But I found out that life is not always about safety or predictability. As an immigrant (yes, I was born and raised in Buenos Aires, Argentina and I will tell you all about that chapter in my life later), I was used to starting over. So in a way, I was somewhat prepared for the complete and utter loss that Hurricane Katrina brought upon me and my family and the rest of us who call New Orleans "home." When I tell you we were left with nothing, I am not exaggerating. We evacuated just 30 miles from New Orleans to the country (a little house in the middle of nowhere that my father in law had the foresight to buy as his little "getaway" from the city). My entire family -- mother, blind father, brother, two sisters, their spouses, my two babies (then 4 months and 18 months), my sister's inlaws, and 17 cats and dogs -- all evacuated to a 3 bedroom cottage in Nowhere, USA, just outside of New Orleans. We rode out Katrina and lost all power and connection to the outside world. We heard through a crank up radio that the levees had breached and New Orleans was underwater. Little did I know that out of all of us, my house was right where the levees broke and I had lost everything. We had an overnight bag with a couple of changes of underwear and socks and that was our entire inventory. I remember being in Austin, TX in the weeks after the storm where one of my husband's friends was kind enough to offer us his guest room and going into a Gap and looking around like a dazed homeless person. When the sweet, bubbly, teenage clerk came up to me to ask if there was anything she could find for me, I broke down crying. I mean, where do you start? "I need everything," I told her, sobbing. I have no clothes, no shoes (except for these old tennis shoes), no nothing!!!!

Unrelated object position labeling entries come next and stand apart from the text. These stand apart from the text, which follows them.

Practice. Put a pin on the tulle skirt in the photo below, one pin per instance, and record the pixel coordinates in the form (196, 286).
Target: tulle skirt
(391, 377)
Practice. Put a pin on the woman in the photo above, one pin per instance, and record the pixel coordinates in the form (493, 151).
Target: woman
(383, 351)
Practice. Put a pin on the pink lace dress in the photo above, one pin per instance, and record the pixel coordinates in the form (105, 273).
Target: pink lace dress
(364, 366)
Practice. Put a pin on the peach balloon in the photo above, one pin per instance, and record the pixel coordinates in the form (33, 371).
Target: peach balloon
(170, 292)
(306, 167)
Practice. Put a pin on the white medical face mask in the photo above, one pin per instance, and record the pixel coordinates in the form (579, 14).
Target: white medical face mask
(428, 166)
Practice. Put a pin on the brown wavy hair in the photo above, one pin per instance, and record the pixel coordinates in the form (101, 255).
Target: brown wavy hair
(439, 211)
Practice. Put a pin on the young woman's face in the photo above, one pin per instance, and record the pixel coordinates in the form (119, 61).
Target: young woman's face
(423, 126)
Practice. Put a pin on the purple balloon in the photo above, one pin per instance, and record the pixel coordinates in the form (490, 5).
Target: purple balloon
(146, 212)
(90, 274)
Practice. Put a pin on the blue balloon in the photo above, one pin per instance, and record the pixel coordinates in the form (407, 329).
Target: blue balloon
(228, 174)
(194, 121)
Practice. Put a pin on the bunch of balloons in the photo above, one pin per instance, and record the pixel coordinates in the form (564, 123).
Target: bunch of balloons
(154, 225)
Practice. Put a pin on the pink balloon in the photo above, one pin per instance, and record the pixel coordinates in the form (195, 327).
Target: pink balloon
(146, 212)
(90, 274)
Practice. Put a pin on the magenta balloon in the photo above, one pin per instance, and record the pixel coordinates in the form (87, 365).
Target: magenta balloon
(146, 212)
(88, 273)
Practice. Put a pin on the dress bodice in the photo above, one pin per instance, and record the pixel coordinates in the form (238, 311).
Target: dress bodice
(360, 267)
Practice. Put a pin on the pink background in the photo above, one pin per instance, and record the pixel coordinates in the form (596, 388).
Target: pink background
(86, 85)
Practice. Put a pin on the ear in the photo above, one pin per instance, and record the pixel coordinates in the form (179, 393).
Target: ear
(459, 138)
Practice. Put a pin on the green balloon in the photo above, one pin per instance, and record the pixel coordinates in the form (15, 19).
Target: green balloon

But we had our health, and our jobs (at least, we hoped we still did), and a bank account (albeit in a back submerged in 10 ft of mucky water, and each other. And that was more than 99% of most people in this world.
So we started over. From scratch. And we commuted every day with 2 small kids in the back of my station wagon from the little country house to my office in downtown New Orleans for 1 1/2 hours each way. It was miserable. The months after Katrina. Going back and forth to a city that looked like the napon bomb had exploded. Not knowing where to start, how to rebuild, where to begin.
But we did. One step at a time. Baby steps at times. And slowly, the fear started leaving me and it was replaced by a strength and determination that I didn't know I had. And I worked the long hours, and then some more at home in the evenings, so that we could rebuild and I could put my husband through accounting school (he had lost his job and it was difficult to be employed unless you were a professional) and keep the family going. I worked very hard at giving my children the stability they needed in a world that wasn't stable anymore. And throughout all those years that it took to come back home (three and a half before we rebuilt and moved back here), I realized that it was during my most desperate moments -- during those times when I felt so alone and so miserable and so scared and lost -- there was a net holding me, holding us. It may not always have been so obvious (trust me), but we made it through safely.
So it is now, as I take a step into the unknown, leaping from the stability and certainty and safety of my legal profession (which made me so stressed and tired and worn out for so long) into the uncertainty and insecurity of something that I absolutely adore (which is to fill my life with beauty and bring that beauty to others), that I must remind myself that the net is all around me, even at the times when financially, it seems like I made a huge, huge mistake for me and my family. But I'm leaping and I'm leaping because in this life, nothing is certain and you may wake up one day and find yourself with nothing but the clothes on your back. But a net is always there, waiting to catch you so long as you are not afraid to free fall for a while.
This is my net. My new shop in beautiful, rebuilt New Orleans.